Well, I do this for a living in part, so I have more than a thought or two. Poetry is a distinctive art form because of its measured speech. Even plain, mundane statements can become poetry when they are measured, brought to order, and speak with the slightly elevated power of verse. So, start there. Free verse poets often have a distinctive voice or some peculiar style or subject on which they hang their lives as if from a single bough. I hear rhythm, meter, as have most metrical poets throughout history, and allow that to guide the important stuff of life and thought toward its form. So, to learn technique is to make oneself fluent, as one becomes fluent in a language. When one is fluent in a language, one suddenly discovers things that need to be said that were not really there before, except inchoately and unformed. Think in verse and poetry will follow if you trust it to lead the reason toward form.
Do you think that your poetic writing process has influenced the way that you approach writing in general? Have any practices or habits from your poetic writing process served you well for writing in more formal or academic modes?
Oh yes, absolutely. My trust in writing poetry or prose is in the absolute truth of form. Formulating speech is the test of the idea. The abstract, as it makes its appearance in the concrete, is subject to judgment. That was my conviction in poetry and, when I began a fairly long career as an essayist and critic, that became the rule of the prose art as well. Rhetoric can be deceiving, of course, but when the writer himself uses the act of writing as the test of his own ideas and intuitions then the authenticity of the speech becomes the measure of the authenticity of the idea as adequate to truth. Beauty is the splendor of truth.
Do you think teaching students poetic composition can improve their writing in general?
Most certainly. I've seen it happen about a hundred times now, in my relatively brief career instructing aspiring poets. During my years teaching undergraduates, I often got to apprentice students with no previous experience or interest in verse writing. By the end of my time with them, they could all write a competent poem in rhyme and meter. In many cases, the poems may not merit publication, but they were still good poems.
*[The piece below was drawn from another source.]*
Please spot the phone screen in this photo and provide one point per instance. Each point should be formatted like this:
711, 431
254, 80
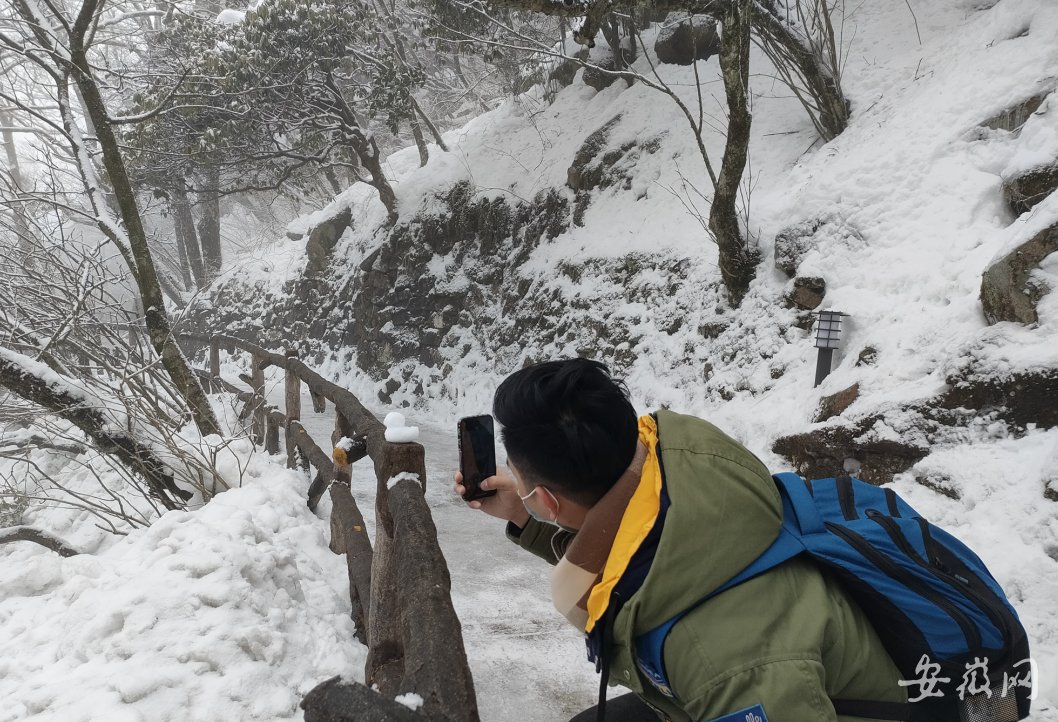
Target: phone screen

A professor would never let a student graduate from college without that student's being able to write a good prose essay. So also should everyone have enough competence in metrical composition to be able to craft a poem for suitable occasions, such as for the proposing marriage to one's future wife.
How do you still wish to grow as a poet? Do you have any poetic heroes or models who inspire you to further hone your craft?
T.S. Eliot made many fine observations about the life of poetry. They generally hold up better than those of others, even if they often sound a bit mandarin and peculiar to his modernist age on the face of them. One is his definition of the major poet as a poet who continuously develops, chapter after chapter, over the course of his career. Each book must be a new setting out in a new direction. My routine in thinking about poems naturally attempts something of the kind. If I write a poem on one subject, I know the next poem should be on something very different. If I write blank verse for awhile, the next poem or poems must be in rhyme. I veer from long lines to short, from rhetoric to music, trying to make each poem achieve something I have not done before and perhaps something I didn't think was possible. This has been particularly the case in my efforts to write at least some poems of true devotion, praise, and joy. The models for such a poetry are scarcer on the ground than poets of tragedy and elegy, of serious wit, or of satire. It's been my aim to recover and to make new some of the divine wit of Herbert and Donne, but also the humane clarity of Jonson or Winters. And some of the humorous charity of Auden. I admire also the disinterest of Marianne Moore and Elizabeth Bishop, the effacement of self in search of the truly interesting and the universally significant.